Llevamos demasiados años en España sometidos a una tiranía simplona respecto del muy complejo y, sin duda espinoso asunto de qué ha de implicar el derecho a la protección de la salud que nuestra Constitución, y otros textos internacionales en materia de derechos económicos y sociales, consagra. Insistimos en hincharnos el pecho porque, frente a otros países, gozamos en España de «sanidad gratuita». Por supuesto esto es flagrantemente falso puesto que nada es gratis; lo que cabalmente significa – y de ello cabe enorgullecerse- es que el poder público brinda asistencia sanitaria a todos independientemente de su capacidad de pago. Pero ¿quiénes somos todos? Y, dado que los recursos son finitos y hay otras y justas oportunidades y necesidades de gasto público ¿cuánta asistencia sanitaria debe proporcionarse?
La parasitada Comunidad de Madrid, por un poner, cubre la depilación láser de las mujeres trans como parte del conjunto de tratamientos que favorecen su «transición». Y ello, para más inri, bajo la divisa conceptual de entender que, so pena de transfobia, la incongruencia de género está «despatologizada». ¿Qué debemos responder a la mujer que, aquejada de hiperplasia adrenal congénita, cursa hirsutismo y también reclama que le sea sufragada la depilación láser? ¿Por qué el mero hecho de ser español, y no ya de contribuir financieramente al sistema, le habría de otorgar a uno derecho a la asistencia sanitaria en España cuando reside y paga impuestos en otro país como en el caso de nuestra ficticia Mónica?
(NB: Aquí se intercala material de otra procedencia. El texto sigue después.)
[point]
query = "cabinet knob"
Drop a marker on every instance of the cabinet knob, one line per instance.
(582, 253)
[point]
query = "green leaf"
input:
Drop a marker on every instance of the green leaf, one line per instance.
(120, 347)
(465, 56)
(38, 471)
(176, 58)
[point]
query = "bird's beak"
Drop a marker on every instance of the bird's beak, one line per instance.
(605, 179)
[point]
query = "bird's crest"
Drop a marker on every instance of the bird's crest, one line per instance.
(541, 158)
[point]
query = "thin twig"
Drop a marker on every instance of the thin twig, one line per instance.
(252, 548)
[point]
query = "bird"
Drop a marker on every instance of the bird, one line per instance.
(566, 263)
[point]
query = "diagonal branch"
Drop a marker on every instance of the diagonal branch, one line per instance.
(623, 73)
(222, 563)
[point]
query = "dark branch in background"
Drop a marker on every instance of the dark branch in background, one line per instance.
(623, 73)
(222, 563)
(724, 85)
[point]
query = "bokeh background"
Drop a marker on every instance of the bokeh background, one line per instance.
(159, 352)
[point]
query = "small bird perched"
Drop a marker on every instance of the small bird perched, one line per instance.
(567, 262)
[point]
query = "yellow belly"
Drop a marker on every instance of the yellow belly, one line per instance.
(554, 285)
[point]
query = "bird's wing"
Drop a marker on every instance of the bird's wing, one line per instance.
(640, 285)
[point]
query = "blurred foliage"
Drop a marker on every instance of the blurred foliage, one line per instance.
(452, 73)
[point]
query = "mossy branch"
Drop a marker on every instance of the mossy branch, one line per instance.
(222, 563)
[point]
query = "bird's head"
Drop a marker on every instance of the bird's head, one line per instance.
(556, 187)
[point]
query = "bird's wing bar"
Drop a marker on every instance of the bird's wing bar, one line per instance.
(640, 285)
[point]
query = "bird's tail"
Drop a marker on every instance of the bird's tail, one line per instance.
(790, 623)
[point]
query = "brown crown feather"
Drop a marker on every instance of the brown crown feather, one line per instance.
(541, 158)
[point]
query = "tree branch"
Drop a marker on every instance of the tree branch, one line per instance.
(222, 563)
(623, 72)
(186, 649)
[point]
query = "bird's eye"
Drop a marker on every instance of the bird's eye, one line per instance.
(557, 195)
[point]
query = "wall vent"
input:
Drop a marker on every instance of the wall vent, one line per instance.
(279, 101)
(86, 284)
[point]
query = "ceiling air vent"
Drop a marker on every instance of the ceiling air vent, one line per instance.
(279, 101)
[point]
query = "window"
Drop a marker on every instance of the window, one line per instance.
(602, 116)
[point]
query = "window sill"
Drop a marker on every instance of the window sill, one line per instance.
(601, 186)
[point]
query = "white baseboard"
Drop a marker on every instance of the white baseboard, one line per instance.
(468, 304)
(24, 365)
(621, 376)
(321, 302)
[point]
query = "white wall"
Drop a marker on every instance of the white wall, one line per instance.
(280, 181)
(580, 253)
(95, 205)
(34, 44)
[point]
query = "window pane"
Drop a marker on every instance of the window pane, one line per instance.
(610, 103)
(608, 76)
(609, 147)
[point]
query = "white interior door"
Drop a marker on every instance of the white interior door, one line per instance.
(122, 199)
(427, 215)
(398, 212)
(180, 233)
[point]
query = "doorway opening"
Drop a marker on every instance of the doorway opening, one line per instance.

Describimos como «universal» ese derecho qua derecho humano, pero en realidad no pensamos que España tiene deber alguno de asistencia a Oumar, el ciudadano de Mali aquejado de cáncer que no logró llegar a España como sí pudo hacerlo su hermano Amadou a quien, se dice, pisada tierra española debe considerarse beneficiario de toda la cartera de servicios sanitarios. ¿Pero a cuántos como Amadou podemos, de manera razonablemente planificada, y además sin concurso alguno del sector privado, beneficiar?
Todas esas preguntas merecerían un debate sosegado, sin ese ruido ni la demagogia que tanto acostumbra a denunciar el Gobierno y el conjunto de sus plumillas, nadadores sincronizados y coristas cuando se refieren a «la derecha y la ultraderecha». Para eso estaba un Parlamento que oficiaba de sede de la democracia deliberativa, la deliberación racional… Ya, ya sé que les da la risa. Nos queda, eso sí, nuestro poeta ilustre y presidente del Instituto Cervantes que ha afirmado recientemente que «hasta un poema de amor se puede comprender como una defensa de la sanidad pública».
Pues eso, a seguir con la lírica, y, ocasionalmente, el desgarro populista.